SP #3 Unit I Concept 1: Exponential Equations

This problem will highlight the various components of solving an exponential equation. The main parts of the problem are the horizontal asymptote, x-intercept, y-intercept, domain, range, key points, as well as the graph. We must label the a, b, h, and k of the equation and properly solve for the intercepts. There is no x-intercept for this problem, however, because the graph is above the asymptote, which is 1. Make sure to plug in the appropriate y-values for the x-values in the key point table.

SV #3 Unit H Concept 7: Finding Logs Given Approximations

This problem is about "treasure hunting" where you utilize the clues given in order to find the answer to the log that is given. The answer is typically in variable form due to the clues being substitutes for the logs. Why we solve this problem is to use our overall understanding of logs in order to do well on the test on Tuesday. Using the property of logs is what this problem does an exceptional job on due to its wide variations of logs.
What we need to be pretentious about regarding this problem is to use ONLY the clues given to you, plus the extra 1 clue that we should all know how to find. Also, it is a key point to remember to separate the problem where the addition and subtraction marks do not match in order to divide the numerator and denominator.

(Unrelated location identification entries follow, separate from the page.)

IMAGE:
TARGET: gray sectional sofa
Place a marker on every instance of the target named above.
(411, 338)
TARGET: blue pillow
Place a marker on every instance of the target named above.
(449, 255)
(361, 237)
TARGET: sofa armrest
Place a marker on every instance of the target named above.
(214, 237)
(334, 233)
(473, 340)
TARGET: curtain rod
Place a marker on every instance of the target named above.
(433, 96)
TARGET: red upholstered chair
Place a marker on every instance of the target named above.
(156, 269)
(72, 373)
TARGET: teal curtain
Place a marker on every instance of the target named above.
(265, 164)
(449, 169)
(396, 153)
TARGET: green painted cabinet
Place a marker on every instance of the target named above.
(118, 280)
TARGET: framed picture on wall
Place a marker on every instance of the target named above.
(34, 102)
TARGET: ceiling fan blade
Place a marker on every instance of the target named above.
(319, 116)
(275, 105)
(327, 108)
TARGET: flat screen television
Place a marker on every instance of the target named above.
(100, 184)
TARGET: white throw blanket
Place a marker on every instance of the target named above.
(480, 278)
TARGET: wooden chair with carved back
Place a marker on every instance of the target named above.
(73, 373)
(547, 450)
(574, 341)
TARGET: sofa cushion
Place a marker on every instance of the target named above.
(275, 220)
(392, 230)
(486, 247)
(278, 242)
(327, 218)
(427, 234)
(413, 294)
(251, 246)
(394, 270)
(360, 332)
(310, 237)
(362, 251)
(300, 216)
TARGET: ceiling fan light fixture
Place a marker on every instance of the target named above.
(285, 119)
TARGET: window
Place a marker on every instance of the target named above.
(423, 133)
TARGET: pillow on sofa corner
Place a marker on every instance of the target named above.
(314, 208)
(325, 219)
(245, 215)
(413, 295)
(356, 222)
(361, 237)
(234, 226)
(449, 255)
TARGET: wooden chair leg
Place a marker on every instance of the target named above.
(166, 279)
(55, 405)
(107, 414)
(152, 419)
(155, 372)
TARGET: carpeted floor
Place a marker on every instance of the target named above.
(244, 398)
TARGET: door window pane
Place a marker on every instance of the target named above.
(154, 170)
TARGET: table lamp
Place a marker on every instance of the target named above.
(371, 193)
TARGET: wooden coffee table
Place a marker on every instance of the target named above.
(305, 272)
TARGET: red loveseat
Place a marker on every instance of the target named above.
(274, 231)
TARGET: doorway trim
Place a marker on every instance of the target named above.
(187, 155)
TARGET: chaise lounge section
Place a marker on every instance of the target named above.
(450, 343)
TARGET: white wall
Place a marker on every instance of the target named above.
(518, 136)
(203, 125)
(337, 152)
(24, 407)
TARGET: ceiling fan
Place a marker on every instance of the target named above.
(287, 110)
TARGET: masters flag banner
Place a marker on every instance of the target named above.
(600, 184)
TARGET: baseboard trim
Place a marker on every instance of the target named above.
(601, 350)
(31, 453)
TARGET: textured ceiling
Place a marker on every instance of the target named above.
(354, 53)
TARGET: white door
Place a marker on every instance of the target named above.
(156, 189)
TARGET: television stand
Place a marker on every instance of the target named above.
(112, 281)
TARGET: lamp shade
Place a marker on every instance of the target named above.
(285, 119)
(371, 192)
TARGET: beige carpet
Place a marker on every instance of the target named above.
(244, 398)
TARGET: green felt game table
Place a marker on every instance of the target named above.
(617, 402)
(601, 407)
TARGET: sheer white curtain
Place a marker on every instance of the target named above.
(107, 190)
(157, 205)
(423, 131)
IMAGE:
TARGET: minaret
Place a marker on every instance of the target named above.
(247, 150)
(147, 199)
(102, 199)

SV #2 Unit G Concept 1-7: GRAPHING RATIONAL FUNCTIONZ

This student video is primarily about finding the parts of rational functions in order to graph them. The horizontal asymptote/slant asymptote, vertical asymptote, domain, x-intercept, y-intercept, a table to list any additional points, and a graph are all essential pieces to this type of problem. In the case of slant asymptotes, we will have to recall our knowledge regarding long division.
There are many key points to pay attention to regarding this problem. Pay special attention to the factoring of the rational function, because that precise factoring will result in the answers of the vertical asymptote, domain, x-intercept(s), and y-intercept. This ultimately affects the graph. Also remember to plug in a 0 for a variable in long division. For example, the equation 5x^3+x would need a 0x^2 in the middle in order to properly use long division to factor out the rational function.